The disfavor conditions of fully defector society which is formed after such a thriving cooperation period are not immediately and easily reversible. Despite the positive memory of cooperation that players have from previous fully cooperating state, the deceptive favorable memory of defection which was formed during the transition period prevents such a return to cooperation. Over time, albeit the negative memory of defection in fully defector society replaces the positive memory of defection which has formed in the transition period, simultaneously the positive memory of cooperation which has formed in its thriving period is also forgotten. In such a situation, although the players are not satisfied with the condition, unlike in the full cooperator case, society does not move quickly and easily towards cooperation. It is because of the fact that in the absence of favorable memory of cooperation, none of the players have any incentives for changing strategy from defection to cooperation. In this case, the formation of a small colony of cooperators as a result of irrational decision-making can trigger a very fast and sudden movement of society toward cooperation. Unfortunately, such an event will take a long time to happen and it causes the society to stuck in unfavorable full defector state for longer periods of time in comparison to time periods that are spent in full cooperator state.

4 Conclusion

In summary, we have studied evolution of cooperation under donation game in a society that players update their strategy based on a modified version of logit update rule in a way that they use wider source of information in their decision-making process. The information comes from monitoring himself and other players’ activity in current and previous time steps. In our simulation, value of information gathering area and the players’ memory power are scaled, respectively, by two parameters of vision range and damping coefficient. The simulation of the present study shows that, as expected, using both extra source of information increases cooperation level in society through providing more realistic estimation of strategies profitability for players. However, gathering information from extra large area and extra long period of time bring about an appreciable similarity between different player’s estimation of strategies profitability. Such similarity causes synchronization between players’ decision-making behavior which leads to large fluctuations in cooperators level and consequently society get stuck in full or nearly full defector state.

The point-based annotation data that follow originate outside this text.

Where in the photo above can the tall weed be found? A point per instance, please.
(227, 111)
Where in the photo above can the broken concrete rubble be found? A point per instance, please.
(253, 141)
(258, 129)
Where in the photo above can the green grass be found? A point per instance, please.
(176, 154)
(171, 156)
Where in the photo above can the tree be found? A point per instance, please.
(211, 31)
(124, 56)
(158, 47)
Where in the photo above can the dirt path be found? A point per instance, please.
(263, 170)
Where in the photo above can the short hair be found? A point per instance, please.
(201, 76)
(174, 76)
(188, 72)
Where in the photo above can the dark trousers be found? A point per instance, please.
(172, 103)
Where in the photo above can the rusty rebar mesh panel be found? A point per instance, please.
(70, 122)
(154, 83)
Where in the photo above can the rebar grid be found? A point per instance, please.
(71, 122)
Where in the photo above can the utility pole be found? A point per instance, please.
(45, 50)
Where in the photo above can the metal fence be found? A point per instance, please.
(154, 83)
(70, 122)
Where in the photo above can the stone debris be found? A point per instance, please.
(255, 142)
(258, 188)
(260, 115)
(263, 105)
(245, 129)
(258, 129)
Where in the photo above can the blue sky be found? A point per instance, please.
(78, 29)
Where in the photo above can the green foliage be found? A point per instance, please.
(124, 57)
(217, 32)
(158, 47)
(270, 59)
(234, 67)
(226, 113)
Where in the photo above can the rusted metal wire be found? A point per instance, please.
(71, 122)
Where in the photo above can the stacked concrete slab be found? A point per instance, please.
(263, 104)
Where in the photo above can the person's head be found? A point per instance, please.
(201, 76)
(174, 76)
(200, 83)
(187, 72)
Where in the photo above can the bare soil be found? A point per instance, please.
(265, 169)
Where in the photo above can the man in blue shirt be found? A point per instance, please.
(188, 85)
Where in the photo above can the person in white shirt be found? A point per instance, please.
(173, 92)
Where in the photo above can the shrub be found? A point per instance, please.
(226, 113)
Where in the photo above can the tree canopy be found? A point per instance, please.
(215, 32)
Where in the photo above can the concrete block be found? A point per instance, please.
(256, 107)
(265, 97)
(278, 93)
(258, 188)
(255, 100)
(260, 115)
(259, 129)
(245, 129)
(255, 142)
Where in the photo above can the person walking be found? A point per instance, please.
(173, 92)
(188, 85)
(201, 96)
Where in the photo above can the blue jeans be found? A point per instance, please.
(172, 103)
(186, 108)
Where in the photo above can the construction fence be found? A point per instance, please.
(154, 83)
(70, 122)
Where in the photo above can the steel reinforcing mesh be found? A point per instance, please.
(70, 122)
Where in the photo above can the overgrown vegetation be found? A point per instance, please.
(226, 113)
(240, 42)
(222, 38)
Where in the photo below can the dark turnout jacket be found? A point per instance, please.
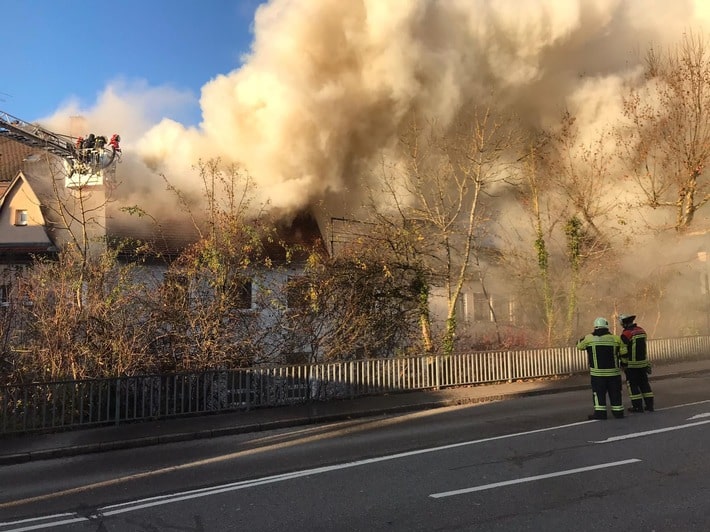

As a result, in most cases, increasing vision range and decreasing damping coefficient do not increase cooperation level monotonously. Instead, there are optimized values of these two parameters which maximize the cooperation level and those values are interdependent in a way that optimized value of damping coefficient increases by increasing vision range value. From the view of non-uniform trend of the effect of increasing memory power on cooperation level, our results is different from many of previous investigations which show increasing memory power is always in the favor of cooperation.